Mining iron ore above the fiord is a potential budget-buster, starting with plans to dynamite a plaster of ice 550-feet thick. Up to 3,000 Chinese laborers will endure raging winds and subzero temperatures to construct power and processing plants. A pipeline will snake 64 miles down the mountain to a new port. Ships loaded with ore would navigate to China, possibly on an increasingly viable summertime voyage that cuts near the North Pole and reduces Europe-China travel time by 40%.
“We recognize that it is a door-opening project for Greenland,” says Graeme Hossie, chief executive officer of London Mining. “One needs to put together a lot of aligned interests to make it work.”
Few “mineral hypermarkets,” enthusiasts say, can rival Greenland in good governance—its Danish-standard political stability, predictable legal system and minimal corruption.
But bonanzas on frozen islands—”Ice Cold Gold,” as one television show calls Greenland—also pose extraordinary risks.
“Opportunities are many but you also have to be realistic,” says Arent Heilmann, a partner in Greenland Mining Services A/S, an adviser and supplier to several exploration projects. “The challenge here in Greenland is there is no infrastructure outside the towns.”
Greenland is triple the size of Texas. But its population wouldn’t fill Cowboys Stadium.
No roads link Greenland’s isolated coastal hamlets. The airstrip in the capital Nuuk is too short to land Air Greenland’s single jetliner. The Internet fails when icebergs snag its undersea cables.
Almost 30% of Greenlanders reside in compact Nuuk. Folks dress in bristly sealskin jackets, snack on rubbery whale fat seasoned with allspice and rush to the dance floor when accordionists strike up polka-sounding Greenland hits. A favorite is “Hvalen Hvalborg,” a Danish ode to a whale.
Inuit often live in modern apartments featuring triple-paned windows and pastel exteriors. It is pricy to live here: a six-pack of beer is $18; five minutes of YouTube cost $1; a 45-minute domestic flight often tops $500.
Professionals are in short supply, including translators of Greenlandic, a language of multisyllabic words that can encapsulate an entire sentence in other tongues. To punctuate, you gasp.
Out where Greenland’s resources are, challenges multiply so fast some doubt mining will ever be worth the risk. Miners pay $3,200 an hour for helicopters, ride boats in waters so cold that few bother with life jackets and haul equipment by dog sled. To keep equipment from freezing, drillers pour cocktails of salt and hot water into deep bore holes and never turn off their machines. On the ore site, huge sandbags anchor the containers against gales.

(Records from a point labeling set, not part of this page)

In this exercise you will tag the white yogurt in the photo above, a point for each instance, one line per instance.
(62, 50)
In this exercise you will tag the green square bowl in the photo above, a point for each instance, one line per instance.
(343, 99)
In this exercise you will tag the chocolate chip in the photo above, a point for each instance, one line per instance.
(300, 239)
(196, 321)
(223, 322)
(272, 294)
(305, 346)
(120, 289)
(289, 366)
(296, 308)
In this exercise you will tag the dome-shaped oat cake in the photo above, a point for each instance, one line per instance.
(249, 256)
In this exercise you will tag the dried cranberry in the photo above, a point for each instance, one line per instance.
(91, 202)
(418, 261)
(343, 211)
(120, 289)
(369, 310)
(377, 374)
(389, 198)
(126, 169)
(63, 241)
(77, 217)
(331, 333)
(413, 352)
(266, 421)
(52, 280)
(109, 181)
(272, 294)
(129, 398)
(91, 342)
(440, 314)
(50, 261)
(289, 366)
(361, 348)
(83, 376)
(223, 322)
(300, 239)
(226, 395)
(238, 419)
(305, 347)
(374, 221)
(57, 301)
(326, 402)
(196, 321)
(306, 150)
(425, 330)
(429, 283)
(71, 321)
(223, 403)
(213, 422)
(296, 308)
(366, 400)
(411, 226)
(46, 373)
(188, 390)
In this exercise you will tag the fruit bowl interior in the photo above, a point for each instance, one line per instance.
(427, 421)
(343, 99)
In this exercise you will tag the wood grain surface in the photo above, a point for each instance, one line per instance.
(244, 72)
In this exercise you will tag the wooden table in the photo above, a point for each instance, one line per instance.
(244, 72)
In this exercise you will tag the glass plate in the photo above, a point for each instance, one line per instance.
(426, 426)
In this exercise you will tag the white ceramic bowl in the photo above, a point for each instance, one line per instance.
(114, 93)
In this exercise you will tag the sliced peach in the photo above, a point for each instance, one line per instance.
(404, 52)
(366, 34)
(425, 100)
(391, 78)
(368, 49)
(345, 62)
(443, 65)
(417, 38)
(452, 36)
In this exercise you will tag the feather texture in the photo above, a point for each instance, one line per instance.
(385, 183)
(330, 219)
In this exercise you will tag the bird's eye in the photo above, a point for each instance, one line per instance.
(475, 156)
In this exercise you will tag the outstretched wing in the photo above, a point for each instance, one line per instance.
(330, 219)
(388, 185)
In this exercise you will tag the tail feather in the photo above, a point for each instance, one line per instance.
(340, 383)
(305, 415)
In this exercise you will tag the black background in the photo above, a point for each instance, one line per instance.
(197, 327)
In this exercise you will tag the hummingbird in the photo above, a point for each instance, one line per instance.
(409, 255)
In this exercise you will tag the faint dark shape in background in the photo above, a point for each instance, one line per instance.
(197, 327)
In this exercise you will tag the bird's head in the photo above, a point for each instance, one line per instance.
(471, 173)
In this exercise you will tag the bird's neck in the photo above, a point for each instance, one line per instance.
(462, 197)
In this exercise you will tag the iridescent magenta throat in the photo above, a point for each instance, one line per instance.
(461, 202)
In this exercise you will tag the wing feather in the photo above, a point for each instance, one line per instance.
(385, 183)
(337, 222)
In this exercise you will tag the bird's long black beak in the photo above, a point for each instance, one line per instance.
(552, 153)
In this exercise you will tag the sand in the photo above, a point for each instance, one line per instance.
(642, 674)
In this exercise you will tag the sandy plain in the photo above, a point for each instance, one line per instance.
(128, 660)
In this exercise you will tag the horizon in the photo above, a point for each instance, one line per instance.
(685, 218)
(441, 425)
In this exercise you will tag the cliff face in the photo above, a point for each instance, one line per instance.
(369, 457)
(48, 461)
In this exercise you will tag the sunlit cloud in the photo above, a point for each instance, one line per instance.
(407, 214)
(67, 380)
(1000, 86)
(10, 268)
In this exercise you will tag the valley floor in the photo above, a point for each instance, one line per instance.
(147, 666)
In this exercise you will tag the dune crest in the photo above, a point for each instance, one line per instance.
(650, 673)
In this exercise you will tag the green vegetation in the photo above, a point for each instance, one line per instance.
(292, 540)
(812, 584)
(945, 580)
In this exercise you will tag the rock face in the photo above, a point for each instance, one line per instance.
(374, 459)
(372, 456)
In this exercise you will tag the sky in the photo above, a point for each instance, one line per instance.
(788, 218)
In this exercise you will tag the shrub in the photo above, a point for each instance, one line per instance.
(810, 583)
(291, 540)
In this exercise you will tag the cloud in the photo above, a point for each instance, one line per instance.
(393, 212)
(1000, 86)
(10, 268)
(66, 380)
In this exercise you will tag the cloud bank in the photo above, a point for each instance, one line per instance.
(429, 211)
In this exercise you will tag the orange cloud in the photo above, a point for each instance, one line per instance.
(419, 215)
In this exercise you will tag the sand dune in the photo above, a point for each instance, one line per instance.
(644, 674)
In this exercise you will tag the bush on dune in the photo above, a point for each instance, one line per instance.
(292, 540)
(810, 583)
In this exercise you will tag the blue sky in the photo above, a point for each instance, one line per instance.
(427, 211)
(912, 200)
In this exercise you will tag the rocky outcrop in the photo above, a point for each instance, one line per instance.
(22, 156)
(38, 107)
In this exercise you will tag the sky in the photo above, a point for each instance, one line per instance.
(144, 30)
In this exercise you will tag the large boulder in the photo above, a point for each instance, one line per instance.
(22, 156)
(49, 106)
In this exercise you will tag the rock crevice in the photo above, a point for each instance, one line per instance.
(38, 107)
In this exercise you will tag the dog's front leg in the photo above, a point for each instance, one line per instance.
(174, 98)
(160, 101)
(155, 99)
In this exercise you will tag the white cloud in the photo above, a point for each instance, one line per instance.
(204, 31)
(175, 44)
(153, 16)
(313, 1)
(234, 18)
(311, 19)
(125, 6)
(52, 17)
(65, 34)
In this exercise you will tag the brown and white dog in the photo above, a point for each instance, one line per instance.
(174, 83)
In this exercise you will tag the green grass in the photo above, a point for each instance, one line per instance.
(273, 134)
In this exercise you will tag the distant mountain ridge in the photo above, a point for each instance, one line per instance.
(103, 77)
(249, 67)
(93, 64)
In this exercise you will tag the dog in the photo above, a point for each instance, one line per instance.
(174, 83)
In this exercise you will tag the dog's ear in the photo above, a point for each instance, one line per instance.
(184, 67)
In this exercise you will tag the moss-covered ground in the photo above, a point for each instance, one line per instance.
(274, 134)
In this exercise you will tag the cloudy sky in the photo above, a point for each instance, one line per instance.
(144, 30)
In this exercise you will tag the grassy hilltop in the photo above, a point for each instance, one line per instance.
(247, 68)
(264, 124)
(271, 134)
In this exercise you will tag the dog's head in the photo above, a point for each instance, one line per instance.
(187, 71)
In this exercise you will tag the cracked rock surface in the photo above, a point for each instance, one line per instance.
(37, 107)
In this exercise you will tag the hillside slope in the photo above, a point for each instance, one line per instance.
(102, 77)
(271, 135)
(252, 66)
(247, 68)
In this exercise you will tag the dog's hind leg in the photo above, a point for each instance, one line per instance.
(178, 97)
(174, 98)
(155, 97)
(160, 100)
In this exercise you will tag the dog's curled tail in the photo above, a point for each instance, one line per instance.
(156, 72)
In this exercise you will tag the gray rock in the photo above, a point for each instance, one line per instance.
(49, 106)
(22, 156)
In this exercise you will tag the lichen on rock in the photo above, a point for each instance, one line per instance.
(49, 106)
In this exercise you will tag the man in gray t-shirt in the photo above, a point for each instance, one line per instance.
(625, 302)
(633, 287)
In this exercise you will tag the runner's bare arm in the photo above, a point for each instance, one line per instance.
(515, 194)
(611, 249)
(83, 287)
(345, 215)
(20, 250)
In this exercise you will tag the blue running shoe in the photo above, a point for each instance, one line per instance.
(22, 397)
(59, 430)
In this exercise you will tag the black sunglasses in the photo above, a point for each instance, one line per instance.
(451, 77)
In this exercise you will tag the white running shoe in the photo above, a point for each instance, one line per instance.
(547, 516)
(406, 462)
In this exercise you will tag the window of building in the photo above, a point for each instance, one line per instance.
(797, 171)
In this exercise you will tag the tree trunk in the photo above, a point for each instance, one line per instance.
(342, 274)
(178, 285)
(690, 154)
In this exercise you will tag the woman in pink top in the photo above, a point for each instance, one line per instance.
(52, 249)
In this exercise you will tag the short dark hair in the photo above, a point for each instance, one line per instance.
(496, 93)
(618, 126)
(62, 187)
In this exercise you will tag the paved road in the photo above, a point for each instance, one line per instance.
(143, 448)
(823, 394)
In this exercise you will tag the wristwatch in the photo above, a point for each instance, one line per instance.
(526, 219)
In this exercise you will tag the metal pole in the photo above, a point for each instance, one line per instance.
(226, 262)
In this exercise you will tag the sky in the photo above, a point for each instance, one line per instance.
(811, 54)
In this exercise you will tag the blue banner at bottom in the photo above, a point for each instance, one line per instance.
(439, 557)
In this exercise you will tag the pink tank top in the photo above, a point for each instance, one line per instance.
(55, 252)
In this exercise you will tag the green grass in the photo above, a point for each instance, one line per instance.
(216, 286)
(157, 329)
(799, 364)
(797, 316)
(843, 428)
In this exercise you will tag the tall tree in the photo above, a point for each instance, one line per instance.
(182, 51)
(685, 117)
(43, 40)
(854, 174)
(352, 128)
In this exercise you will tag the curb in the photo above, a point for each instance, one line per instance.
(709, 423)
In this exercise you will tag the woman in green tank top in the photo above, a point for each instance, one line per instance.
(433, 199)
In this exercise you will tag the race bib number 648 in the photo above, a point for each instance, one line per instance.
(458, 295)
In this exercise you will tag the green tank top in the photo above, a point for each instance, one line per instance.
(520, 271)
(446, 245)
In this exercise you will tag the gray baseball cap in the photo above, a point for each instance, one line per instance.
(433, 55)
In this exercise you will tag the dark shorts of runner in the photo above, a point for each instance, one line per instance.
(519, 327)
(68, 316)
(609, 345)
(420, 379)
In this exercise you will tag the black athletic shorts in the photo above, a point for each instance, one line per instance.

And yet tough jobs are increasingly getting done in the Arctic. For a new $180 million hydropower plant distant from the Greenland fishing town Ilulissat, 150 workers built a supply port and roads, tunneled almost 9 miles below a frozen lake and stretched transmission lines 30 miles. “Over mountains, over fiords, over lakes, over everything,” says Henrik Estrup, chief executive officer of the utility, Nukissiorfiit.
New York-based Alcoa Inc. has made preliminary investments toward an aluminum smelter that would rely on Greenlandic lakes for hydroelectricity and be built by Chinese workers. More immediately, 46 cargo vessels sailed the Northern Sea Route during the annual thaw in 2012, and Norway’s Centre for High North Logistics counts more this season preparing to make the shortest voyage between Europe and Asia.
A new era looks apparent to Johannes Heilmann, a grizzled 65-year-old nicknamed Akappiaq. He hunts birds in the winter, harvests lumpfish roe in spring, catches cod and seal through the summer and harpoons fin whales until December. He suspects few after him will carve out a living with a rifle and a skiff. Greenland, he says, is “changing from a fishing nation to a mining nation.”